By the way, ngomongin soal
bermain jadi ingat saat istirahat di masa itu adalah saat yang menyenangkan. Ya
Allah, ingin kembali rasanya ke masa itu. Masa itu indah sekali. Bermain sepak
bola melawan anak2 putra yang nakal. Bermain betengan. Bermain petak umpet.
Nah, petak umpet ini permainan yang paling tidak akau sukai. Aku pernah
dijahilin temen2 sampai aku harus menghitung (jaga) sampai lebih dari 3 kali.
Hiskhiks...
Musholla kami terletak di dalam
kampung, kebanyakan saat itu halaman rumah tetangga musolla masih dari tanah
dan luas. Itu tempat favorit untuk bermain bagi kami. Dan saat hujan tiba,
halaman rumah itu menampung air hujan sampai menggenang seperti launtan.
Melihat danau di depan sekolahan kami adalah hal menyenangkan. Kami suka mainan
air sampai bel berbunyi setelah sholat ashar. Itu kisah singkat masa kecilku di musholla al
azhar. Indah...
Sekolah diniyyah dan sekolah
pagiku berbeda. Sangat beda. Pagi hari aku sekolah di Madrasah Ibtidaiyyah
Tamrinuth thullab. Berbeda karena sekolah diniyyahku adalah basis muhammadiyah
sedang Sekolah pagiku berbasis Nahdlatul Ulama’. Di dalam Keluarga besarku
Hanya keluargaku yang muhammadiyah. Biru d iantara hijau :).
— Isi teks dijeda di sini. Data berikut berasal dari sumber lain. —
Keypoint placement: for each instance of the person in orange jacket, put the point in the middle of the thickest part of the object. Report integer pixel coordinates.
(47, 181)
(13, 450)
Konsep yang cukup membuat bingung
anak seumuranku. Nahdlatul ulama’ dan Muhammadiyah. Beberapa kali aku menjadi
minder saat di sekolah pagi. Karena aku berbeda dengan mereka. Sekali lagi
konsep ini membuat anak seumuranku bingung. Alhamdulillah, kepala sekolahku
saat itu tidak terlalu mempersoalkan warna. ”Di sini kita belajar bukan
menonjolkan warna masing2”, mungkin kurang lebih seperti itu pemikiran beliau
jika aku bahasakan dengan Aku yang sekarang (sudah mahasiswa).
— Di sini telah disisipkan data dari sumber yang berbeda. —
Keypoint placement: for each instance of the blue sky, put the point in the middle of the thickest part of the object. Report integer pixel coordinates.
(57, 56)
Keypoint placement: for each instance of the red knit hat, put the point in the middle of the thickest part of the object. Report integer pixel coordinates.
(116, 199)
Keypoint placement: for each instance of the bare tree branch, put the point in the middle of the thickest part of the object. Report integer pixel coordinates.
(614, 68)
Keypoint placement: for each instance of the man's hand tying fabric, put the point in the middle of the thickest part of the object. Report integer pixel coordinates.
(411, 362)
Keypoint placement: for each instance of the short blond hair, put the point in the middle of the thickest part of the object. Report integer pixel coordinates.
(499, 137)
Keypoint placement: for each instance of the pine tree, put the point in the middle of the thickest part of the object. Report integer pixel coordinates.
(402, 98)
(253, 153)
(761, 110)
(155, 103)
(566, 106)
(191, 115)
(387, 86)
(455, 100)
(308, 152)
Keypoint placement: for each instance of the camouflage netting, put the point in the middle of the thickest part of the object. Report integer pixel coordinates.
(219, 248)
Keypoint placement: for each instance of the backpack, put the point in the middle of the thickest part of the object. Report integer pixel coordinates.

Ya, itu dua konsep yang membuatku
secara tidak sadar sulit untuk menerima perbedaan warna. Sampai aku mengenal
yang akan aku ceritakan berikut ini.
Keluargaku mendapatkan menantu
laki-laki. Ya, kakak perempuanku menikah dengan seorang ‘ikhwan’. Betapa cerdas
beliau sampai akhirnya keluarga kami tidak benar2 biru lagi. Kakak iparku
megenalkan tarbiyah lewat partai. Saat itu partai keadilan. Hal itu sontak
membuat perbedaan dalam jamaah muhammadiyah, karena warga muhammadiyah dihimbau
berpartai P*N.
Bapak adalah kyai di
muhammadiyah. Beliau salah satu orang yang merintis jamaah itu di desa kami. Sempat
terjadi konflik. Namun, kami ingin tetap damai.
***
Singkat sekali masa tiba-tiba
mengembalikanku pada waktu yang berjalan sekarang. Aku tersadar dari mengenang.
Ada jamaah yang baru saja datang di dekatku. Aku menjamunya dengan senyum.
Sekarang sepertinya sudah
berbeda. Merasakan jauh dari mereka. Tapi aku tak pernah mengingkari aku bagian
dari mereka. Bagian yang lebih luas maknanya. Aku bagian darimu. Karena kita
sama2 mukim dan muslim. Sama menjalankan perintah Allah. Mengingat kembali,
bahwa menjadi muslim itu menjadi kain putih. Putih saja. Biru tidak. Hijau
tidak. Cukup putih. Warna putih adalah sewarna yang melambangkan aqidah kita.
Warna yang melambangkan ukhuwah kita. “Sesungguhnya
mukmin itu bersaudara,” bukankah begitu firman Allah??